By July the Washington, D.C., chapter had joined the dues rebels. About a dozen locals now were holding back their fees. The group may have been small in number, but since dues are assessed as a percentage of money raised, those locals represented between 12% and 25% of the national organization's dues income, depending on whose numbers you believe.

Beene says she agonized over the summer. "It was clear that it had become very personal for them....It seemed that I was being used as a decoy or a distraction from the real issue: How are we going to make decisions together?" When the national board reconvened in September, Beene announced that she would leave at the end of January. That's when the recalcitrant locals began sending their dues in again.

It seems a Pyrrhic victory at best. The rebels have toppled a leader who was pushing for necessary transformation. Now the United Way has to find a way to patch the tear in its fabric.

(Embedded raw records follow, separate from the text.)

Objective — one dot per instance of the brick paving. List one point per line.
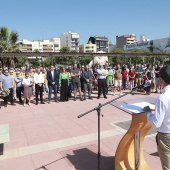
(51, 137)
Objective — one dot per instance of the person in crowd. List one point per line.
(75, 75)
(22, 72)
(45, 85)
(109, 78)
(81, 78)
(13, 74)
(31, 75)
(138, 75)
(87, 81)
(19, 87)
(117, 80)
(157, 80)
(161, 118)
(152, 78)
(147, 82)
(101, 79)
(6, 82)
(53, 79)
(124, 77)
(58, 73)
(64, 83)
(39, 80)
(70, 87)
(131, 77)
(27, 92)
(27, 69)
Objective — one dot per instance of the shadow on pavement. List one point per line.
(86, 159)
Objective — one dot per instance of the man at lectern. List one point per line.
(161, 118)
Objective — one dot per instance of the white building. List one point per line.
(71, 40)
(88, 48)
(52, 45)
(153, 46)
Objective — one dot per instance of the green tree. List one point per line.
(21, 61)
(8, 43)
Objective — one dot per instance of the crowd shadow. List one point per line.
(155, 154)
(86, 159)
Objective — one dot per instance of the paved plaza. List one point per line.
(51, 137)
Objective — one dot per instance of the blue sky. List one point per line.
(40, 19)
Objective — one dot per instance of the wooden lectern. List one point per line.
(129, 153)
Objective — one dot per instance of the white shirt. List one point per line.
(101, 71)
(161, 118)
(38, 78)
(26, 81)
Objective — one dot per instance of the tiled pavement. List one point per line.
(51, 137)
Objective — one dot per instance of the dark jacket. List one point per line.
(50, 79)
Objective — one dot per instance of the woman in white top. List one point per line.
(27, 83)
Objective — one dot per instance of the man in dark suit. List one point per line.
(52, 78)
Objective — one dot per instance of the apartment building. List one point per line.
(125, 39)
(102, 43)
(88, 48)
(52, 45)
(71, 40)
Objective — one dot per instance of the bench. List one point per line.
(4, 136)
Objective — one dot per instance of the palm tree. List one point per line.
(8, 43)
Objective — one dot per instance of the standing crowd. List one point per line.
(25, 82)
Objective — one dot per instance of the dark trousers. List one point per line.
(9, 97)
(102, 87)
(19, 90)
(38, 90)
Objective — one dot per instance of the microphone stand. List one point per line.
(98, 109)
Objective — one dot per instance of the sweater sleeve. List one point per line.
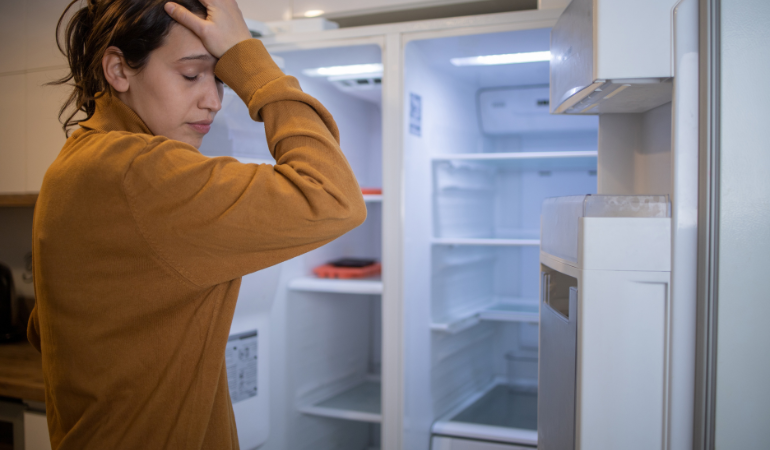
(215, 219)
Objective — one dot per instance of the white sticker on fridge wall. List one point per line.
(415, 114)
(241, 362)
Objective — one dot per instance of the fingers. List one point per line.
(183, 16)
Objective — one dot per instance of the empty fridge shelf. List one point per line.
(503, 310)
(361, 403)
(367, 286)
(486, 241)
(512, 312)
(555, 160)
(501, 413)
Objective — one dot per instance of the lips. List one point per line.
(202, 126)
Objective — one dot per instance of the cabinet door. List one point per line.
(12, 36)
(44, 135)
(12, 136)
(36, 431)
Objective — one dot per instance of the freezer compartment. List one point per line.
(501, 413)
(561, 216)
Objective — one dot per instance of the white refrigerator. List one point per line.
(441, 351)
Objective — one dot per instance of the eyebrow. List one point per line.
(200, 57)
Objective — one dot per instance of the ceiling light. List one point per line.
(356, 69)
(510, 58)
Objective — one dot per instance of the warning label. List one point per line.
(241, 361)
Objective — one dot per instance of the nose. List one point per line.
(211, 97)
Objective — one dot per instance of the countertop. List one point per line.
(21, 372)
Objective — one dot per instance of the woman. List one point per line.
(140, 241)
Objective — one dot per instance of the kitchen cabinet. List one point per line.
(332, 8)
(30, 133)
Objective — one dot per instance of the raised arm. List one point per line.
(214, 219)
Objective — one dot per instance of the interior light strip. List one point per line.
(333, 71)
(509, 58)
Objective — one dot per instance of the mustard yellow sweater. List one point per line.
(139, 246)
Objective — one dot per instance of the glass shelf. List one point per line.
(503, 310)
(557, 160)
(366, 286)
(499, 413)
(361, 403)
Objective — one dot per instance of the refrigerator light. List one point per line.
(509, 58)
(355, 69)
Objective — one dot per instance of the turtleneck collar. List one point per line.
(113, 115)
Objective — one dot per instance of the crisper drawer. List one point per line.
(450, 443)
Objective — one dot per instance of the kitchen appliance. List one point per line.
(604, 320)
(465, 155)
(8, 331)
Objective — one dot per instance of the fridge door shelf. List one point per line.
(500, 413)
(365, 286)
(553, 160)
(361, 403)
(486, 241)
(503, 310)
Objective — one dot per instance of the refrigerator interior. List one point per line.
(326, 351)
(481, 153)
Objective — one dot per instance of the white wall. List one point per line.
(743, 335)
(15, 242)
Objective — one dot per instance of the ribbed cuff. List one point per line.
(246, 67)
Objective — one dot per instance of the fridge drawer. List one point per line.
(450, 443)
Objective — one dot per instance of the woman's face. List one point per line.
(176, 93)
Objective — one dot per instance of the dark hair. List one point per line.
(136, 27)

And it still must begin a process of change. To win back donors, the United Way needs to explain its relevance to Americans today. But the United Way won't be able to effectively articulate that message until the whole organization actually has changed. And for that to happen, it will likely need some sort of increased central authority. Says Beene: "Are the levers there to make the kind of change I wanted to make? The truth is, no....What I have learned here is that the power of a good idea--and good will--is not enough."

Some, like O'Connell of Atlanta, aren't sure that the organization will ever speak of change with a single voice. "If the only way the United Way can do that is after a survey of all 1,400 locals," he says, "we're going to travel at the speed of a horse-drawn carriage." And mighty slow horses at that. The task force isn't slated to make recommendations--never mind acting on them--until December 2001. A search committee for a new president (who almost surely won't be a reformer, given Beene's ouster) hasn't even been announced yet. Beene will probably be long gone before her successor is installed.

What will she do next? She's not quite sure; before the national job presented itself in 1997, she had been planning to take a position teaching management of nonprofits at a Methodist seminary. But she'll definitely have time to finish her doctoral dissertation, which she's been writing during her limited free time. The subject of her thesis seems particularly telling: It examines how a nonprofit network's organizational structure affects its ability to "respond to decline, as defined by a loss of financial resources in absolute and market-share terms."